Co do praw do kochania to... szkoda,że sprowadziła ona miłość wyłącznie do postaci cielesnej. Na dodatek protest i uwagi słuszne wobec zakazów kastowych, religijnych, rasowych itp. przeniosła i zrównała ze związkiem kazirodczym. To już lekka przesada!

Mnie najbardziej ujął chyba rozgrywany na dwóch poziomach epizod z tancerzami kathali: z jednej strony odgrywana scena "Przysięga Karny" z Mahabharaty, a z drugiej scena pomiędzy porzuconym synem i matką, którzy tylko przypadkiem mają na sobie stroje postaci z tej sceny.
Użytkownik: norge 06.11.2006 14:29 napisał(a):
Odpowiedź na: Aż zerknęłam na Twoją oce... | carmaniola
No tak, Carmaniolo.

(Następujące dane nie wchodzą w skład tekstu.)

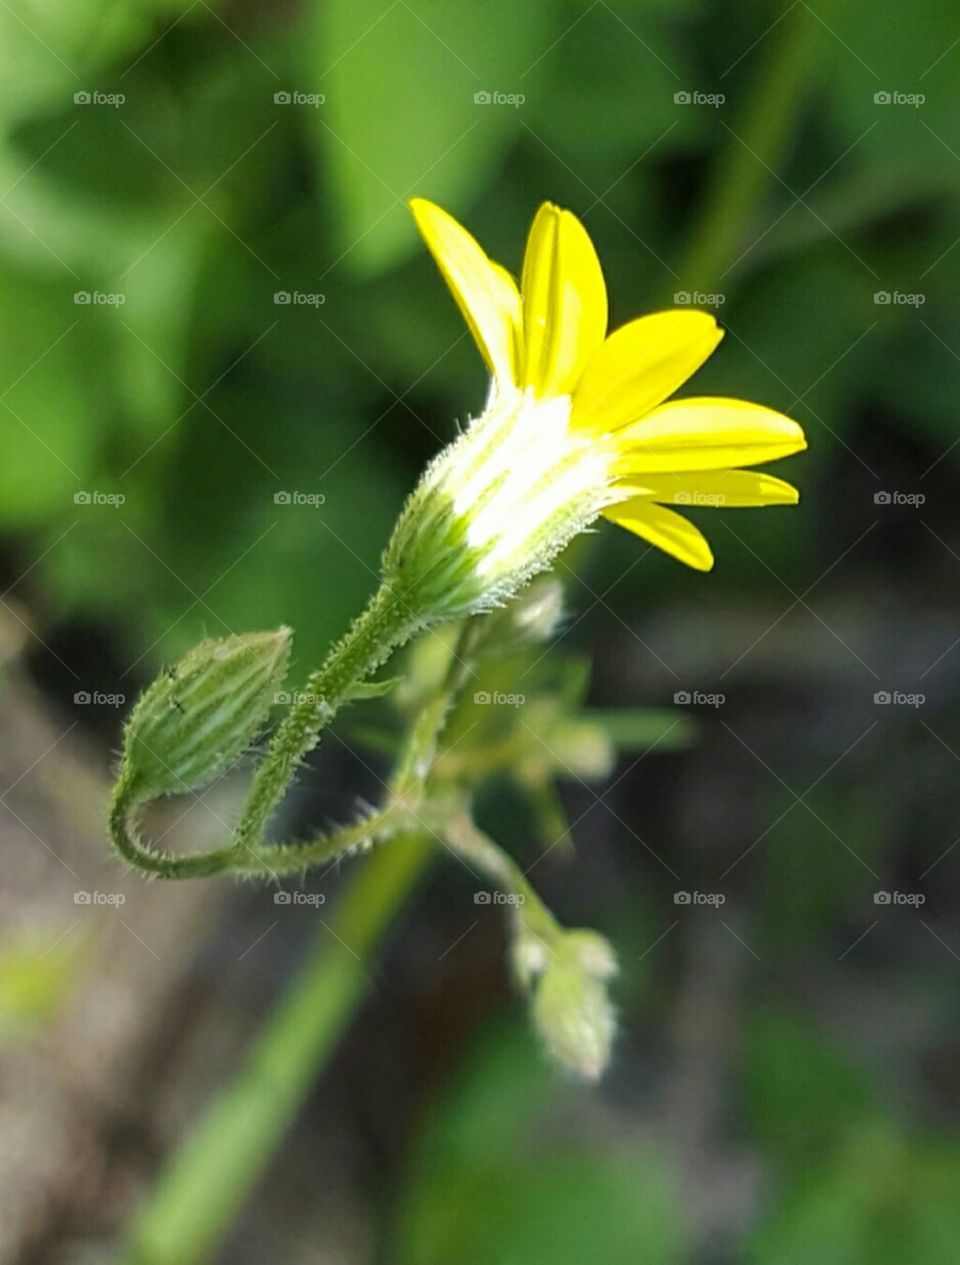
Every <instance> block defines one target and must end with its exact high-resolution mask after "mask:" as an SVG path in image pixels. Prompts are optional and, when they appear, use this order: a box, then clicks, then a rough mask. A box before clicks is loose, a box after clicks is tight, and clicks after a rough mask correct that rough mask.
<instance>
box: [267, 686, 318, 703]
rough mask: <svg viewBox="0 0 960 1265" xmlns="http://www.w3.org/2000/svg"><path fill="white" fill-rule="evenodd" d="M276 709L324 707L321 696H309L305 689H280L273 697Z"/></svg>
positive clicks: (310, 695) (311, 695)
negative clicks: (311, 707)
mask: <svg viewBox="0 0 960 1265" xmlns="http://www.w3.org/2000/svg"><path fill="white" fill-rule="evenodd" d="M273 705H274V706H276V707H326V700H325V698H324V696H323V694H311V693H309V691H306V689H281V691H280V693H276V694H274V696H273Z"/></svg>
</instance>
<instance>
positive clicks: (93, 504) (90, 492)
mask: <svg viewBox="0 0 960 1265" xmlns="http://www.w3.org/2000/svg"><path fill="white" fill-rule="evenodd" d="M125 503H126V497H125V496H124V493H123V492H97V491H96V488H94V490H92V491H91V492H86V491H81V492H75V493H73V505H109V506H110V509H111V510H119V509H120V506H121V505H125Z"/></svg>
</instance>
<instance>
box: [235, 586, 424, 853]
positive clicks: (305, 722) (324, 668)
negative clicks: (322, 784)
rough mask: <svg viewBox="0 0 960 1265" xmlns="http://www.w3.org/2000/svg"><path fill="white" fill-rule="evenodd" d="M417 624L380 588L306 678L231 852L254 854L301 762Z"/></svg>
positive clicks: (282, 722) (401, 602)
mask: <svg viewBox="0 0 960 1265" xmlns="http://www.w3.org/2000/svg"><path fill="white" fill-rule="evenodd" d="M419 622H420V621H417V620H416V619H415V617H412V616H411V615H410V611H409V607H407V606H406V603H405V601H403V598H402V596H401V595H397V593H395V592H393V591H392V589H391V588H390V587H388V586H386V584H383V586H382V587H381V588H379V589H378V591H377V592H376V593H374V596H373V598H372V600H371V602H369V606H368V607H367V610H366V611H364V612H363V614H362V615H360V616H359V617H358V619H357V620H355V621H354V624H353V627H352V629H350V630H349V632H348V634H347V636H345V638H344V639H343V640H342V641H339V643H338V644H336V645H335V646H334V648H333V650H331V651H330V654H329V655H328V658H326V662H325V663H324V665H323V667H321V668H317V669H316V670H315V672H312V673H311V674H310V677H309V678H307V682H306V686H305V687H304V689H302V692H301V697H300V698H298V701H297V702H296V703H295V705H293V707H292V708H291V711H290V713H288V715H287V717H286V719H285V721H283V722H282V725H281V726H280V727H278V730H277V732H276V734H274V736H273V740H272V743H271V745H269V750H268V753H267V755H266V758H264V760H263V763H262V764H261V765H259V768H258V769H257V773H255V775H254V779H253V784H252V786H250V791H249V794H248V796H247V803H245V806H244V810H243V813H242V816H240V821H239V822H238V825H237V831H235V835H234V851H235V853H243V851H245V850H250V849H253V850H255V849H257V848H258V845H259V844H261V841H262V839H263V832H264V830H266V827H267V822H268V818H269V816H271V813H272V812H273V810H274V808H276V807H277V805H278V803H280V801H281V799H282V797H283V794H285V793H286V791H287V787H288V786H290V783H291V782H292V779H293V777H295V774H296V770H297V768H298V765H300V763H301V760H302V759H304V756H305V755H306V754H307V753H309V751H312V749H314V748H315V746H316V744H317V743H319V741H320V734H321V732H323V730H324V729H325V727H326V726H328V725H329V724H330V721H331V720H333V719H334V716H335V715H336V712H338V710H339V707H340V705H342V703H343V702H344V701H345V700H347V697H348V696H349V693H350V688H352V687H353V686H355V684H357V683H358V682H360V681H364V679H366V678H367V677H369V676H371V674H372V673H373V672H376V670H377V668H378V667H379V665H381V664H382V663H385V662H386V659H387V658H388V657H390V655H391V654H392V651H393V650H395V649H396V648H397V646H398V645H402V644H403V643H405V641H407V640H409V639H410V638H411V636H412V635H414V632H415V631H416V629H417V626H419Z"/></svg>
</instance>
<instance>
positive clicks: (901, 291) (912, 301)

Po przeczytaniu twojej odpowiedzi uswiadomilam sobie cala moja ignorancje w temacie :-) Rushdiego nie czytalam, wiec nie mam punktu odniesienia. A epizod z tancerzami kathali nie byl dla mnie calkiem zrozumialy. Czyli wiem, ze nic nie wiem :-)
Użytkownik: carmaniola 06.11.2006 16:00 napisał(a):
Odpowiedź na: No tak, Carmaniolo. Po pr... | norge
Diano, ten Rushdie to raczej jako ciekawostka - dla odbioru ksiązki nie ma chyba większego znaczenia. Dla mnie, jego wielbicielki, odnajdywanie jego śladów w tej książce było dodatkową zachętą by dotrwać. Tym bardzie,że wydaje mi się,że pewne odniesienia do jego prozy były celowe i zamierzone.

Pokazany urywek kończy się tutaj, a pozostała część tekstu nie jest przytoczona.